The present invention provides specific primer any in said combination to preparing the evaluation of acute myeloid leukemia medication effect
Application in system.
The present invention provides one kind and can be used for detection M5 type Diagnosing Acute Myeloid Leukemia kit miRNA molecule markers,
And contain any of the above-described or multipair specific primer pair.
The kit of the present invention is the method by real-time fluorescence quantitative PCR, using any of the above-described specific primer to right
Blood sample to be measured is detected;Blood sample to be measured needs extraction total serum IgE, RNA tailings, synthesis cDNA before detection.
Specifically, the response procedures of the real-time fluorescence quantitative PCR are:50 DEG C of the first step, 2min;95 DEG C of second step,
10min;Third walks 95 DEG C of 15s, and 62 DEG C, 40s, third step needs 40 cycles.

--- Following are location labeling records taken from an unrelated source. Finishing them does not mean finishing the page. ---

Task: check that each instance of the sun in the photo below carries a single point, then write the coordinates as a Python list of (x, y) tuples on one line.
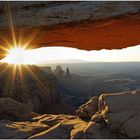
[(17, 55)]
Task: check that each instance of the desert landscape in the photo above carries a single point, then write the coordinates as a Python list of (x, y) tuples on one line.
[(69, 70)]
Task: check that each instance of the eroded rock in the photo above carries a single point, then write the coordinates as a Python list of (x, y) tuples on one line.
[(20, 130), (88, 109), (12, 109), (121, 112)]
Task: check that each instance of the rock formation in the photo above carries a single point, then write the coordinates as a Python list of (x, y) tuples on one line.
[(29, 85), (117, 116), (85, 25), (88, 109)]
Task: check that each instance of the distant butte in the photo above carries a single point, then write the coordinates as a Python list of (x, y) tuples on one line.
[(84, 25)]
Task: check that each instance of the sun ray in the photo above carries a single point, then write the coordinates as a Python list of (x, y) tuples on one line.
[(36, 78), (11, 26)]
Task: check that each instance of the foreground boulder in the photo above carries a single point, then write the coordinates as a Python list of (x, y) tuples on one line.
[(16, 130), (88, 109), (12, 109), (121, 112)]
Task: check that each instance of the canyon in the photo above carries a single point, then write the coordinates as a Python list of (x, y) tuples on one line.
[(83, 25)]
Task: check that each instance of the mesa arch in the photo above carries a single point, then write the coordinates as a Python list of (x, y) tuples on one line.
[(90, 25)]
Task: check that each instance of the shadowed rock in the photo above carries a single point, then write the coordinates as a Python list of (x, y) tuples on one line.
[(84, 25)]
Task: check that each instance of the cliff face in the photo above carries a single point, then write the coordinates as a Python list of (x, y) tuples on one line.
[(30, 86), (117, 116), (90, 25)]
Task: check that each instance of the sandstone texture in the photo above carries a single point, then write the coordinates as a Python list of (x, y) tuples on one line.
[(117, 117), (91, 25), (88, 109)]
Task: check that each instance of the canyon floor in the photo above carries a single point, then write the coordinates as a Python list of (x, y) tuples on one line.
[(40, 111), (106, 116)]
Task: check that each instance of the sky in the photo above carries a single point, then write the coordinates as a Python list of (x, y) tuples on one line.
[(57, 54)]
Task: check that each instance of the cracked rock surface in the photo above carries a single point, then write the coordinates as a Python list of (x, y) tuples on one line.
[(117, 116), (91, 25)]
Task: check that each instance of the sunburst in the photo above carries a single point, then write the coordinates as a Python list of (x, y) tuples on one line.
[(15, 55)]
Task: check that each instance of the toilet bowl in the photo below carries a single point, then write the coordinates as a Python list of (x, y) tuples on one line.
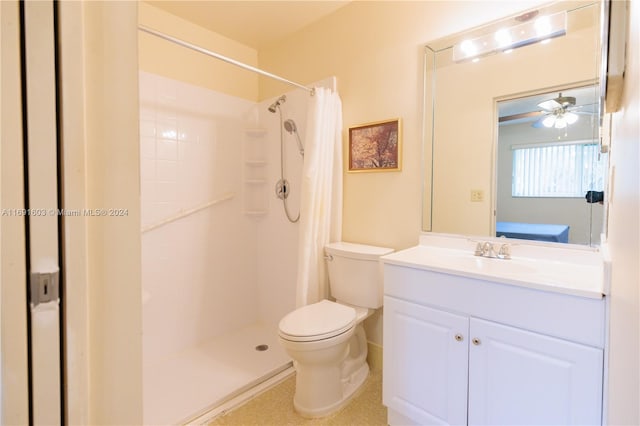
[(326, 340)]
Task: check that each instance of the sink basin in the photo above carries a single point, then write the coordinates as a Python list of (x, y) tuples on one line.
[(563, 270), (470, 262)]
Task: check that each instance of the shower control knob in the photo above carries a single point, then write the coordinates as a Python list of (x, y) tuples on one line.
[(282, 189)]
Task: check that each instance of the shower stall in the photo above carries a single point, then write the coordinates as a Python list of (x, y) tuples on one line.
[(219, 255)]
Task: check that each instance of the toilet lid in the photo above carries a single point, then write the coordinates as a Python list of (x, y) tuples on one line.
[(317, 321)]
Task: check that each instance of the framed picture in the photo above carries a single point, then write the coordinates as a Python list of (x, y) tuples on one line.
[(375, 147)]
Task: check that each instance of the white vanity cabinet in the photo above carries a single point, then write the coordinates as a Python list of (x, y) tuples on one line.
[(460, 350)]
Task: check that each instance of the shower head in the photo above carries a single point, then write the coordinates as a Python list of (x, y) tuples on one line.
[(290, 126), (273, 106)]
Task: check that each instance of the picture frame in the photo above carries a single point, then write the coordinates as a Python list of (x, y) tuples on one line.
[(376, 147)]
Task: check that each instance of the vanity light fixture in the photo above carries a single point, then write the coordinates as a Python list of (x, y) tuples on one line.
[(541, 29)]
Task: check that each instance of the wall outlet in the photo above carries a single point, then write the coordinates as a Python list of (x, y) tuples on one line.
[(477, 195)]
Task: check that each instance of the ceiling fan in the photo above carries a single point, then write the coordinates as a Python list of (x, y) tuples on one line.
[(558, 112)]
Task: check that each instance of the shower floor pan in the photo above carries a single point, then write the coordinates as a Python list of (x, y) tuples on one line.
[(201, 378)]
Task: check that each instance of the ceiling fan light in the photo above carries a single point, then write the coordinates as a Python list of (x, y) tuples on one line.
[(549, 121), (560, 123), (503, 38), (571, 117)]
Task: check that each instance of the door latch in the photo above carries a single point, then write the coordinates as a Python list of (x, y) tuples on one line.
[(44, 287)]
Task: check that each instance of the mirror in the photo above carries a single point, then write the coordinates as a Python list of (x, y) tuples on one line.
[(484, 112)]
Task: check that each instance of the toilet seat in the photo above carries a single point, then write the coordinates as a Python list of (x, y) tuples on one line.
[(317, 321)]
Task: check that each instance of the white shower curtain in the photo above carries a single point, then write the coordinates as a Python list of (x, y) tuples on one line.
[(321, 197)]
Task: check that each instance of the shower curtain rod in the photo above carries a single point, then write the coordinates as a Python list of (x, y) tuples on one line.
[(222, 57)]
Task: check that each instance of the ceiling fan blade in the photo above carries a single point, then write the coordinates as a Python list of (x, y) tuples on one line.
[(550, 105), (538, 123), (520, 115)]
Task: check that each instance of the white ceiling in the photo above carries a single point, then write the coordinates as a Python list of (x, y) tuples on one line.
[(256, 24)]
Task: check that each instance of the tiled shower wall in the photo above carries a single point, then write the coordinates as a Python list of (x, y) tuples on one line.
[(225, 266), (199, 275)]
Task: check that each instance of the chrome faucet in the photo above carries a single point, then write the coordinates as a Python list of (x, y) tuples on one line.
[(487, 249)]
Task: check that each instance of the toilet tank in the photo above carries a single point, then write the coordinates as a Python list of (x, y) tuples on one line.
[(355, 273)]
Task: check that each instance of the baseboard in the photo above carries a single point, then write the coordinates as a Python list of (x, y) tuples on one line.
[(374, 356)]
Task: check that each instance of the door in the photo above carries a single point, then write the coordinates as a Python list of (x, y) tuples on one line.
[(33, 210), (14, 378), (517, 377), (425, 363)]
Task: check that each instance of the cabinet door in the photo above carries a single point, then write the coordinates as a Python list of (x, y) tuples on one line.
[(518, 377), (425, 365)]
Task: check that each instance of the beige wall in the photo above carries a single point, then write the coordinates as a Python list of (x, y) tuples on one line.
[(465, 130), (375, 51), (624, 242), (170, 60), (13, 330), (101, 171)]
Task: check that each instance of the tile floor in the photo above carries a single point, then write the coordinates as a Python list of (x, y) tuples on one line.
[(275, 408)]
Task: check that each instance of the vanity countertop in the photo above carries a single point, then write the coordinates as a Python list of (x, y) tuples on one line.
[(563, 269)]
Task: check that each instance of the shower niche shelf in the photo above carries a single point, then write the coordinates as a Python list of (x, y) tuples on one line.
[(256, 201)]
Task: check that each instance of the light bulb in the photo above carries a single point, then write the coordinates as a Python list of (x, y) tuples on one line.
[(549, 120), (571, 117), (560, 123)]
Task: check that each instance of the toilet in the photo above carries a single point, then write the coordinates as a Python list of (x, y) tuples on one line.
[(326, 340)]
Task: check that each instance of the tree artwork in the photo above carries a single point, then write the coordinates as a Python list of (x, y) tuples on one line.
[(374, 146)]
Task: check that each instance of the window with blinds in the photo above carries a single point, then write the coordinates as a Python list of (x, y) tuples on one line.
[(558, 170)]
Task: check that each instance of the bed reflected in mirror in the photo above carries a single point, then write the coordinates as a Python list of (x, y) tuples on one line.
[(548, 160), (493, 117)]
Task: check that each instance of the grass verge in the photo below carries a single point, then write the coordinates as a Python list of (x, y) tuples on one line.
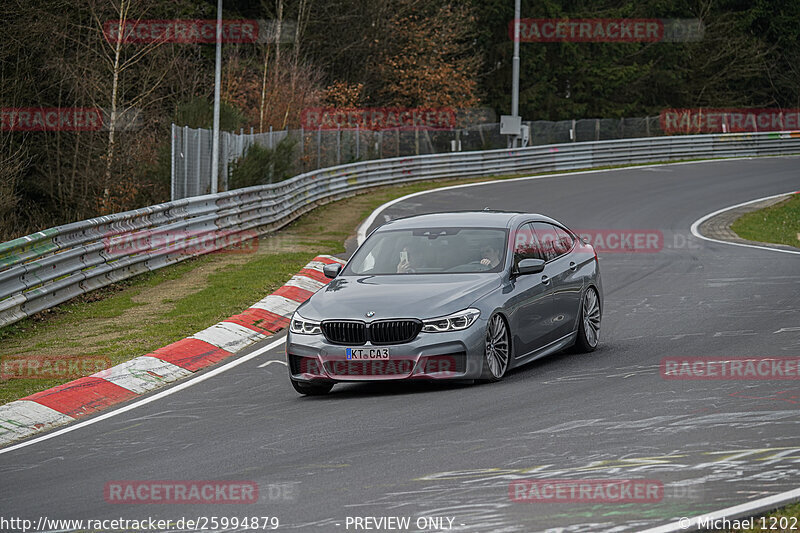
[(136, 316), (778, 224)]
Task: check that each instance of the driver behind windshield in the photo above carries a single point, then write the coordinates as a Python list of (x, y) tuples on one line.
[(490, 255)]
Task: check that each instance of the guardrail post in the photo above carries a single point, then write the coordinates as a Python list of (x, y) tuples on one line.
[(185, 162), (319, 147), (173, 184), (197, 165), (338, 145)]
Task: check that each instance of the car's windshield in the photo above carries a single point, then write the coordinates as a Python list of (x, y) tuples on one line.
[(434, 250)]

In one embodiment of the invention, the reaction system of real-time fluorescence quantitative PCR is:
The present invention is directed to the high throughput analysis and screening technique of M5 type AML cell lines, with reference to the experimental verification of clinical case,
The miRNA molecule marker that specificity is directed to M5 types AML is provided, special miRNA of the invention can be used for the clinic of leukaemia
It diagnoses and for instructing, the specific primer of present invention detection miRNA is to can be used for preparing detection M5 type acute myeloid leukemias
Diagnostic reagent or kit, and medication guide is carried out to the treatment of acute myeloid leukemia, have preferable clinical value
With wide application prospect.
Description of the drawings
Fig. 1 is that qPCR technologies analyze 16 miRNAs of high-throughput techniques screening in M5 types THP1 and non-M5 types K562 cells
Expression compares in system.8 fold differences are had chosen by comparing>2.0 times and exist with non-M5 types K562 cell lines notable
Difference (p-value<0.05) miRNA verifies for the further experiment of clinic M5 type AML samples.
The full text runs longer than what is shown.